24 After those days his wife Elizabeth conceived, and for five months she remained in seclusion. She said, 25‘This is what the Lord has done for me when he looked favourably on me and took away the disgrace I have endured among my people.’
The people waiting outside the temple begin to wonder – what has delayed the priest? Perhaps they worried that something had happened to him. When the High Priest entered the Holy of Holies, he wore a rope around his waist so that he could be pulled out if something happened – this would not be the case with Zechariah, who was not in the Holy of Holies, but in the incense area before it, but it would have broken temple rules for anyone other than the one who was chosen to burn incense to go inside at the time. Eventually, Zechariah did come out – but he could not talk! What the angel had said had indeed happened; he was unable to speak. He made signs to the people indicating a vision – that he had seen an angel, but, of course, he could not tell them what the angel had said.
Zechariah finished his service, and returned home to his wife, Elizabeth. Can’t you imagine how much he wanted to tell her what the angel had said? And how he must have tried to do so? He must have somehow conveyed the message to her.
And Elizabeth did indeed become pregnant; she hid herself for 5 months – I always wonder about this. Why did she not immediately run and tell her family and friends? Perhaps at first she did not believe it herself, until she felt the baby move. Perhaps she had miscarried many times and wanted to be sure that this time was different. Whatever her reason, she waited until she was “showing”, until her pregnancy was obvious, before going back out into the community. And then she celebrated, for the Lord had looked upon her with favor, and had taken away her disgrace. In the first century, and in all the Old Testament times, to have a child was considered to be a blessing from God (as of course, children are a blessing from God), but to be “barren” was a disgrace. It was a woman’s role to bear children; a woman who did not do so was considered a failure in her role. Elizabeth feels that her pregnancy redeems her, returns her to a place of honor in the community.
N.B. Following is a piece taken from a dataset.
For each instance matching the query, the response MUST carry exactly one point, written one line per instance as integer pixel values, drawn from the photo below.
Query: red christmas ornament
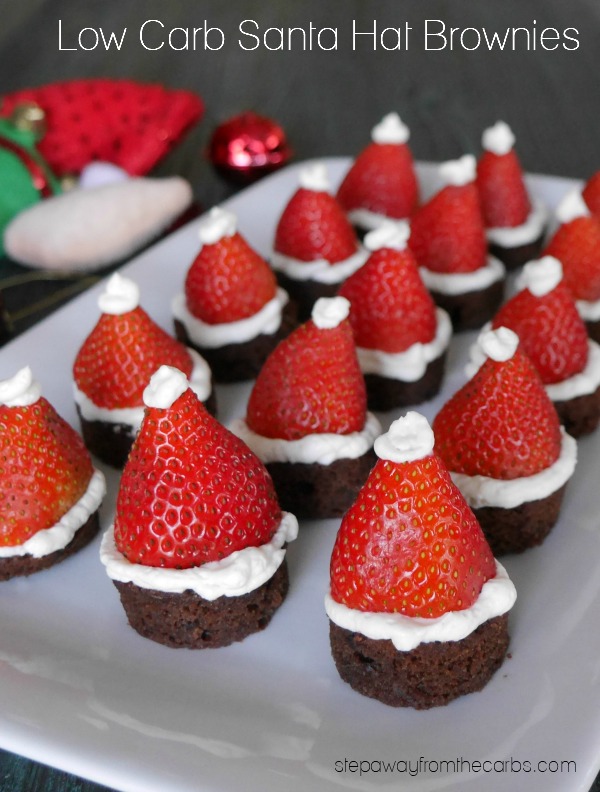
(248, 146)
But Elizabeth’s child would be much more – he would be a blessing to all.
The role of women in biblical times was a hard one. They were dependent on husbands and fathers to provide them a home; they could not own property, unless their husband had no relatives, and then only until sons grew to adulthood. For women, their chief role was to bear children, and since at least half of them died before reaching adulthood, that in itself was hard. There was no possibility of work outside the home – we find exceptions as we move into the New Testament, and encounter such women as Lydia, a seller of purple cloth, in Acts. Luke tells more of the story of women than the other gospels do, and we find several women in Acts. We will point out these stories as we go, for they are a perspective fairly unique to Luke.
The photo is a chapel in what is now a suburb of Jerusalem, said to be the home of Zechariah and Elizabeth. The "saints" on either side of the chancel represent Elizabeth and Zechariah.